When factoring, you left out an $\displaystyle x^2$ (Edit: No you didn't; you just canceled it--I'm too tired to read properly). It should be:
$\displaystyle \frac{\sqrt{x^4 - 4x^2}}x$
$\displaystyle =\frac{\sqrt{x^2\left(x^2 - 4\right)}}x$
Now, remember that $\displaystyle \sqrt{ab} = \sqrt{a}\sqrt{b}$, and that $\displaystyle \sqrt{a^2} = |a|$, and you should be able to simplify this.
I am assuming you mean $\displaystyle \frac{x - 4}{\sqrt{x} - 4}$ and not $\displaystyle x - \frac4{\sqrt{x}} - 4$ as it is written. If so, please be more careful about your notation in the future.
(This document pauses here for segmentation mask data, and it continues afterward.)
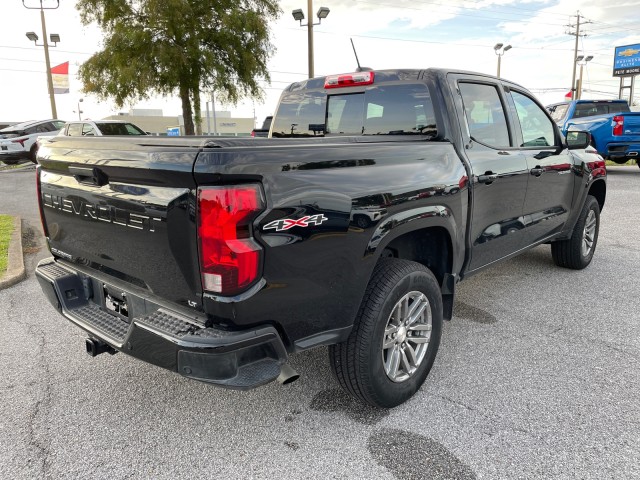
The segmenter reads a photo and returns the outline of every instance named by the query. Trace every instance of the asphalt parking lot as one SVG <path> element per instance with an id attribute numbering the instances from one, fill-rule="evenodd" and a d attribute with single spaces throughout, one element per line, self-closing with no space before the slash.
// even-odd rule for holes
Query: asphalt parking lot
<path id="1" fill-rule="evenodd" d="M 32 274 L 34 190 L 33 171 L 0 174 L 31 252 L 0 292 L 0 478 L 640 478 L 637 167 L 609 169 L 586 270 L 541 246 L 463 282 L 431 375 L 390 411 L 345 396 L 325 349 L 249 392 L 89 358 Z"/>

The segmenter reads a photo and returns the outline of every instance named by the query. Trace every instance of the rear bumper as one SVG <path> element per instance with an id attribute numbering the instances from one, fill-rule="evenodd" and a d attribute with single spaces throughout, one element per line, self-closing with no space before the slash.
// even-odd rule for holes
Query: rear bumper
<path id="1" fill-rule="evenodd" d="M 275 380 L 287 358 L 272 326 L 234 332 L 204 327 L 139 292 L 126 291 L 129 318 L 123 318 L 104 307 L 103 279 L 53 259 L 38 264 L 36 278 L 51 304 L 90 337 L 188 378 L 254 388 Z"/>
<path id="2" fill-rule="evenodd" d="M 611 159 L 638 158 L 640 156 L 640 140 L 607 144 L 607 153 Z"/>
Anyway, when rationalizing a binomial denominator, multiply the numerator and denominator of the fraction by the conjugate binomial. For example:
$\displaystyle \frac{a}{\sqrt{2} + \sqrt{3}}$
$\displaystyle =\frac{a\color{red}\,\left(\sqrt{2} - \sqrt{3}\right)}{\left(\sqrt{2} + \sqrt{3}\right)\color{red}\left(\sqrt{2} - \sqrt{3}\right)}$
$\displaystyle =\frac{a\,\sqrt{2} - a\,\sqrt{3}}{\left(\sqrt{2}\right)^2 + \sqrt{2}\,\sqrt{3} - \sqrt{2}\,\sqrt{3} - \left(\sqrt{3}\right)^2}$
$\displaystyle =\frac{a\,\sqrt{2} - a\,\sqrt{3}}{2 - 3}$
$\displaystyle =\frac{a\,\sqrt{2} - a\,\sqrt{3}}{-1}$
$\displaystyle =a\,\sqrt{3} - a\,\sqrt{2}$
I misread your first post. The answers you got seem correct to me. Have you tried separating the radical into $\displaystyle \sqrt{x - 2}\sqrt{x + 2}$? I don't see what else you could do here.
Have you tried multiplying out the numerator? It sounds like you are trying to submit these to an online system, and it is probably very finicky about how your answers are formatted.